Deep School Cuts Loom if Tax Hike Fails

The state's schools are money-starved

NBC 5 News

The challenge of educating our kids gets harder every budget cycle in California.

The state's schools are money-starved.

And without new taxes, Gov. Brown says he'll cut more rations.               

'Taxes' is a dirty in word in a lot of precincts.

But so is 'cuts'.

California's thousand-plus school districts stand to lose $5 billion unless the governor's temporary tax initiative passes in November.

San Diego Unified is the state's second largest district.

And 'the new math' could be devastating.

"We need to get a consistent flow of funding to the schools," the governor told a gathering of civic and business leaders in San Diego Thursday.

It was firm grasp of obvious.

But what isn't quite so obvious, at least to Brown and his advisers  is how to grow money in a parched economy without the  nourishment of taxes.

He’s proposing a 5-year hike in taxes on sales and incomes of  $250,000 a year and up.

School officials say even if those levies are raised, they'll be way overdue.

"The problem is, the ballot measure isn't until November, and we have to solve the problem for next year," says John Lee Evans, chairman of San Diego Unified's board of education. 

"So the only way we're going to do that is by looking at what we can possibly cut -- which is extremely difficult," Evans explained.  "Or concessions from employee unions at this particular point in time."

Absent that, a thousand layoffs could loom throughout the district.
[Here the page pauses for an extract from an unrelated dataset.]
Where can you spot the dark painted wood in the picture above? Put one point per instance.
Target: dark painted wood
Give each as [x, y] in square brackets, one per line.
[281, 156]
The school year could be slashed by three weeks or more.

As for student-teacher ratios: "We'll have to move our class sizes -- which we've tried to protect -- from ratios of 1 to 20, 1 to 24, in the formative grades -- K through 3 -- pushing them close to 30," says San Diego Unified's superintendent, Bill Kowba.  "And in the middle and high schools, taking it beyond 30."

Kowba and Evans spelled this out to Friday's monthly luncheon forum of the Catfish Club.

Their outlook was hard to swallow.

Worst case?

The system's youngest learners, 4-year-olds, won't have transitional kindergarten come this fall.

"Frankly, that will mean many of our kids will get a late start instead of a head start," says Assemblyman Marty Block, (D-78th), who chairs the Assembly's Higher Education Committee. 

"And that will mean when they're competing against kids from around the country and around the world, California kids will be at a disadvantage."

Administrators point out that California's per-student funding now ranks 47th in the nation.

Its dropout rate: 22 percent.

Not a great 'market signal' in a state whose economy benefits from high-tech, biotech and a wide range of research organizations that demand educated workers.